Hi again, I’m still working my way through the doc...
# announcements
p
Hi again, I’m still working my way through the documentation and code base. Let’s say I have some data in Postgres (in RDS) and want to export this to S3, to ingest via Redshift. Is this an appropriate use case? Would I use the dagster libraries for this, or should I be coding the export, copy, import steps from scratch?
p
dagster-postgres
has postgres-backed implementations of dagster’s internal run storage and event storage, but might also have some utility code for setting up a connection to the postgres db if you need that.

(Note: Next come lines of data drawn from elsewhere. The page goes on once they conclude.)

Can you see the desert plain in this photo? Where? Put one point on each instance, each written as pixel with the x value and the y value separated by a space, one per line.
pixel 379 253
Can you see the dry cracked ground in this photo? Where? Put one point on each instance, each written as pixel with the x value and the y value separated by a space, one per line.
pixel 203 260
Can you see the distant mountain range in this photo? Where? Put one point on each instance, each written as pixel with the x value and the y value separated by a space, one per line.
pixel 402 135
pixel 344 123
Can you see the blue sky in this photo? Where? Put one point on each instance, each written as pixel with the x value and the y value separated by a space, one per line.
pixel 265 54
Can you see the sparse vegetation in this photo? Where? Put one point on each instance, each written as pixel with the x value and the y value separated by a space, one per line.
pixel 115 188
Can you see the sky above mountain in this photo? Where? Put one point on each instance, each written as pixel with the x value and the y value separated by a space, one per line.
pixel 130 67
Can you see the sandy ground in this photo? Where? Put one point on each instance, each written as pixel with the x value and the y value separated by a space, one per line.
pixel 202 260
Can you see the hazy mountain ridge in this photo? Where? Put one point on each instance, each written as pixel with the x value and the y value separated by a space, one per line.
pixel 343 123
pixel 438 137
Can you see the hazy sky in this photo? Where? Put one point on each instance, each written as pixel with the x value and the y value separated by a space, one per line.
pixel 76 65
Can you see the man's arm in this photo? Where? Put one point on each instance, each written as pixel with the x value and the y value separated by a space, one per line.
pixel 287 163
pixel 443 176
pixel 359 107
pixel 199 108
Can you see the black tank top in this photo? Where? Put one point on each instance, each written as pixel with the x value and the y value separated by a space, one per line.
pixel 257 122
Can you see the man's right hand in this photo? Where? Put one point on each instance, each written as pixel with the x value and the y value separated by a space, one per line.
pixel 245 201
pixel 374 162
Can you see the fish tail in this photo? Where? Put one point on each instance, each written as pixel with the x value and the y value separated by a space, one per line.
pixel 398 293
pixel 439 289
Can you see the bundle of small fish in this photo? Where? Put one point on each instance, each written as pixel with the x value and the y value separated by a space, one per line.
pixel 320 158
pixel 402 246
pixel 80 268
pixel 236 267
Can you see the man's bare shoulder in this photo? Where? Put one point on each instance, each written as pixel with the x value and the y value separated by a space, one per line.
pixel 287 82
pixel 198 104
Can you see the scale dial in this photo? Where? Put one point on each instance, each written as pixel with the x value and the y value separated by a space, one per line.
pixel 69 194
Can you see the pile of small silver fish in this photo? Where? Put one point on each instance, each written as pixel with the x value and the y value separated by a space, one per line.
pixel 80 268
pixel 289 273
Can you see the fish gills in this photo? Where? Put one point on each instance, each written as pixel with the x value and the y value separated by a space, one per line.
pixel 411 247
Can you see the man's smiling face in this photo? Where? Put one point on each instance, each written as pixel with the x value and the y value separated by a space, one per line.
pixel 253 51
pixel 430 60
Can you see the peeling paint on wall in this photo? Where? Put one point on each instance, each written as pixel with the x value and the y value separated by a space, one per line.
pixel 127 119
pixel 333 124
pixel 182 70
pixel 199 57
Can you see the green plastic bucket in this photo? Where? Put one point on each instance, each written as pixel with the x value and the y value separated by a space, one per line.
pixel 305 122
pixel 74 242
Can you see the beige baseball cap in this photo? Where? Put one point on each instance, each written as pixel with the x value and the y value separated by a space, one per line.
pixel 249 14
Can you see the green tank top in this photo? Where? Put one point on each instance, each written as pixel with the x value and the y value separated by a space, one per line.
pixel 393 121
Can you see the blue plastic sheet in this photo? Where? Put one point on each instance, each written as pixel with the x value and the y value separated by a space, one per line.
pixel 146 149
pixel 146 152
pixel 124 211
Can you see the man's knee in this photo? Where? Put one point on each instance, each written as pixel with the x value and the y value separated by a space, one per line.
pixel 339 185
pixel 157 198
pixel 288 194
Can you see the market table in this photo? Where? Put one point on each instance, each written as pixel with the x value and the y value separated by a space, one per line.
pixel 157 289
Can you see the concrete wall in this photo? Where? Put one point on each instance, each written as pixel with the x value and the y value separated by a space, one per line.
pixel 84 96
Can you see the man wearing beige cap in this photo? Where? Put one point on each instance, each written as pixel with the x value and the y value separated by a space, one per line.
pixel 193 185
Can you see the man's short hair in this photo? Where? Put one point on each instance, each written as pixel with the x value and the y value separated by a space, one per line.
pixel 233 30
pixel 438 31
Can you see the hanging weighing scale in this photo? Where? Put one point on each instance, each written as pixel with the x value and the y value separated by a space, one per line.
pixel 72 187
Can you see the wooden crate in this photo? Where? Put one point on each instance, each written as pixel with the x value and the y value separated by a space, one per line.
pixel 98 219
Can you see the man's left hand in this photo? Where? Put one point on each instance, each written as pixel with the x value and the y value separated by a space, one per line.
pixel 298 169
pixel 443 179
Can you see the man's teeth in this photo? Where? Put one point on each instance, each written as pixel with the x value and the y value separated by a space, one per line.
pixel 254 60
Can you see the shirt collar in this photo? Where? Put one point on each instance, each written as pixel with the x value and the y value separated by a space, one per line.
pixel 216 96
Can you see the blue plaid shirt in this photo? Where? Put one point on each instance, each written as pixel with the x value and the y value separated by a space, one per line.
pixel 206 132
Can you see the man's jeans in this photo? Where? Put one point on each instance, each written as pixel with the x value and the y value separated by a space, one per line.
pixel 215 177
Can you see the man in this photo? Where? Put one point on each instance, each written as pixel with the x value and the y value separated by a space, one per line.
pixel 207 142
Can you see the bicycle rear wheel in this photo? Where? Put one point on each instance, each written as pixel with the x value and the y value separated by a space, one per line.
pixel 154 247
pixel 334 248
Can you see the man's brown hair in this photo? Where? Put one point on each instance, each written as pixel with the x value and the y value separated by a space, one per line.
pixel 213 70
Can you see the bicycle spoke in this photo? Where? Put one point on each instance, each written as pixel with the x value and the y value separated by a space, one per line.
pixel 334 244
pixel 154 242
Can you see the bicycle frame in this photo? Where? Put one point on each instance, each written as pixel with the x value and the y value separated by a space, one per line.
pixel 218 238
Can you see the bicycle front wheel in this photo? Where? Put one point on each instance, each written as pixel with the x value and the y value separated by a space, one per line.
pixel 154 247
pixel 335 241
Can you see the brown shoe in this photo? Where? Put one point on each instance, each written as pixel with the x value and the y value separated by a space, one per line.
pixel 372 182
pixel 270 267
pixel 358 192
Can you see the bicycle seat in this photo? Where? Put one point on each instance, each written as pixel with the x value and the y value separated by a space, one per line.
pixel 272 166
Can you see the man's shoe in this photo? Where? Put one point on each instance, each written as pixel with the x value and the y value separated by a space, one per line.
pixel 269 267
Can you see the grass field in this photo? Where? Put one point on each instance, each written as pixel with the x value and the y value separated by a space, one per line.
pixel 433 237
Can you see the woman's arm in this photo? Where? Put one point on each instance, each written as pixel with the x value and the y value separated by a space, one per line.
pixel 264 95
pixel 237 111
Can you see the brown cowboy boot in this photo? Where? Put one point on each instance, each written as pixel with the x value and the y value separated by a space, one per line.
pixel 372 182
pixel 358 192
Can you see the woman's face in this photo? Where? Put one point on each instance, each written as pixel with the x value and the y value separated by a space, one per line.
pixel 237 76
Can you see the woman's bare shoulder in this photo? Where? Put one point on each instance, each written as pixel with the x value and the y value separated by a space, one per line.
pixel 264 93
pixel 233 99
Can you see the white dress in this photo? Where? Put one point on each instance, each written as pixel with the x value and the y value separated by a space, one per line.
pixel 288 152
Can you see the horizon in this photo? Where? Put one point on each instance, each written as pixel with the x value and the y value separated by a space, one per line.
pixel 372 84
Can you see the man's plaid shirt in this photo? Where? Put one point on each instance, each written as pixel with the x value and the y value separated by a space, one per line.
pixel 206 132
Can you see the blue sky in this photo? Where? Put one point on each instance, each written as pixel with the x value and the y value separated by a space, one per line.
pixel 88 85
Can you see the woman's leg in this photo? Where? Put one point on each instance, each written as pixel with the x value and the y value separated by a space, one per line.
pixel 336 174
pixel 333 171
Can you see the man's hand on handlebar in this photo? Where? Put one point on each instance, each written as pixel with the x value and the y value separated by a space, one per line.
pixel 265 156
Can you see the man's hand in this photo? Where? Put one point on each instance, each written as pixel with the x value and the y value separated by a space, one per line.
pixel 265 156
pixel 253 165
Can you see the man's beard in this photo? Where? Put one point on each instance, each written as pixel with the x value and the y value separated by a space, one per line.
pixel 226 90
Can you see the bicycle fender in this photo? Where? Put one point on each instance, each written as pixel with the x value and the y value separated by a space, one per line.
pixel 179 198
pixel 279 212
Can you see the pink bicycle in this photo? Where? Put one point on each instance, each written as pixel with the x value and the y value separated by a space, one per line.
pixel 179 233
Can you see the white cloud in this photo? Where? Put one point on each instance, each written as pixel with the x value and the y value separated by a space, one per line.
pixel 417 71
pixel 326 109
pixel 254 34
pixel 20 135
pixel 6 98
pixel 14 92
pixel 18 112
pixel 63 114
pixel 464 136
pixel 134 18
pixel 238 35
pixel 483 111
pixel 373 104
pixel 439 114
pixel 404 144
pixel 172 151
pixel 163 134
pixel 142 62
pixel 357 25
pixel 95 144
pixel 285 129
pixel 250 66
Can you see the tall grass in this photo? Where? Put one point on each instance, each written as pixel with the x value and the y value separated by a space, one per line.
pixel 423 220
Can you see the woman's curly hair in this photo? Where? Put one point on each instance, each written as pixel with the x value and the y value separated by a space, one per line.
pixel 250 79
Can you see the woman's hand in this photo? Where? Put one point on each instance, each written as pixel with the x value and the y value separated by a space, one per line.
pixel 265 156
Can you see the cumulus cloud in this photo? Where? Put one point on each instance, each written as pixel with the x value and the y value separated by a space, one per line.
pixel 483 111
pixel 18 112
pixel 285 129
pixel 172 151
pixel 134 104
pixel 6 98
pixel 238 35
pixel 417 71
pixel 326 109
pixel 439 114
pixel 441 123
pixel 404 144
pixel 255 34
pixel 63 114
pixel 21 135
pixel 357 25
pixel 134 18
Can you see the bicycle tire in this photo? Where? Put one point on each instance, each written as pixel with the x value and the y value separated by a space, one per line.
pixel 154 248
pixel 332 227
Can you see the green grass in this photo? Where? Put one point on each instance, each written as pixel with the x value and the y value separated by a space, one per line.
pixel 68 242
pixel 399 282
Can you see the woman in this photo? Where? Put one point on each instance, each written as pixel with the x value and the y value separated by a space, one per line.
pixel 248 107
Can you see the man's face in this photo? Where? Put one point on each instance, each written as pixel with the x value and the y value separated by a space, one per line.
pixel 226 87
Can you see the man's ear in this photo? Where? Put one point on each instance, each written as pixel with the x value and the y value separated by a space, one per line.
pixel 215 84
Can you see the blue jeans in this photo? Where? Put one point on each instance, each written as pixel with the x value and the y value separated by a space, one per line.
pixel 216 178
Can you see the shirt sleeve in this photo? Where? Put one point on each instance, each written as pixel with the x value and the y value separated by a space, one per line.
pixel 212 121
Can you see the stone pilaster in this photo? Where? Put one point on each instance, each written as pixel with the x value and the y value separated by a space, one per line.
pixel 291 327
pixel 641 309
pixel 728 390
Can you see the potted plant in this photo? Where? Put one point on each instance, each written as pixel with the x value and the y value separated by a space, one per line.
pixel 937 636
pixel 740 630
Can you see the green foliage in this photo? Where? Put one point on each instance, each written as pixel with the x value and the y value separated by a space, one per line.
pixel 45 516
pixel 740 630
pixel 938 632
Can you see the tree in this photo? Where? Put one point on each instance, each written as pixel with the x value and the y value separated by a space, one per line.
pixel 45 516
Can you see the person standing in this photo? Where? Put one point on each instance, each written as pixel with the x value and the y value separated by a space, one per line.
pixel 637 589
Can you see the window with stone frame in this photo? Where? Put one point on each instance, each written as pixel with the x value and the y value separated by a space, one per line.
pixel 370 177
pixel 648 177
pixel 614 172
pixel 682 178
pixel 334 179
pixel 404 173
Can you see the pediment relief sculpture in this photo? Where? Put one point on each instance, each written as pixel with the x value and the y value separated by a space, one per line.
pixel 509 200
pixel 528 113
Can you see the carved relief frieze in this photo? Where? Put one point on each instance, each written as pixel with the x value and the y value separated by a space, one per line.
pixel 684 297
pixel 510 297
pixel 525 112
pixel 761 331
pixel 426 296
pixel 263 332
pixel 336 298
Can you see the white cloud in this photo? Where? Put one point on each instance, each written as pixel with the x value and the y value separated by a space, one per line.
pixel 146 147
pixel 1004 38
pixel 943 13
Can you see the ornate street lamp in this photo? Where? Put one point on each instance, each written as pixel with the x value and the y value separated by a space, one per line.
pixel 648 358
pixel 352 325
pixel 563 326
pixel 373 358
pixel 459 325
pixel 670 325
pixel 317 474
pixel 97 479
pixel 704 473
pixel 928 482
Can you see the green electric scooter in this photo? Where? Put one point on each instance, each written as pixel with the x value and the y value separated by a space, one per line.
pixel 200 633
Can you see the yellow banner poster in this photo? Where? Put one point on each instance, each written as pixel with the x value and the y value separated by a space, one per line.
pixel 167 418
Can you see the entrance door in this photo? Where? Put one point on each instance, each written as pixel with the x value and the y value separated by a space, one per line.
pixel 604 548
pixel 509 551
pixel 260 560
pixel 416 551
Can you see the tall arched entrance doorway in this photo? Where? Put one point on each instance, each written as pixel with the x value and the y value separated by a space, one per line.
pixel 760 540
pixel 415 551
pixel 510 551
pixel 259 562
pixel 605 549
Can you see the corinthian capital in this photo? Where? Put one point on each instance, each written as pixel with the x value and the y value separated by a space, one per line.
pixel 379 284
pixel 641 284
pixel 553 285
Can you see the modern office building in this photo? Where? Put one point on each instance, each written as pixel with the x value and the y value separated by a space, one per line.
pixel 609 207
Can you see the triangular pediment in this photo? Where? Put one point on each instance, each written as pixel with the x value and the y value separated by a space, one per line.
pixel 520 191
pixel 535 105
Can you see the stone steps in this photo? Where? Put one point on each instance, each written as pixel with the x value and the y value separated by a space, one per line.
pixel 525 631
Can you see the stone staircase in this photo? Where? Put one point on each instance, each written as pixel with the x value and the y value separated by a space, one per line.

It does not have any solids that encapsulates reading from the db however (probably the output type would be data-dependent).
dagster-aws
does define an
s3
resource that would be useful for uploading to an S3 bucket… It is a thin wrapper around the
boto
package.
You might want to look at the
airline_demo
here: https://docs.dagster.io/latest/learn/demos/airline_demo
It explicitly has connections to a postgres and Redshift database as a resource, and also uses s3 as a storage mechanism for some raw data files.
p
gotcha. would dagster still be the appropriate solution for the extract from postgres to s3 then, or should that be offloaded to different tooling? just trying to wrap my head around the ecosystem
i think in the airline example, it presumes the files are already in S3, not sure if thats the recommended starting point
m
if you have the option of modeling it as a solid within dagster, i would do that
p
cool, i’ll give it a shot! thank you.
👍 2
m
the airline demo starts with downloading from an internet source and uploading copies to s3
t
I'm currently using a bash solid to run a bash script that runs https://github.com/rongfengliang/tap-minio-csv and https://pypi.org/project/target-parquet/
I then load BigQuery with the Parquet file and then save a copy of the Parquet file in in GCS.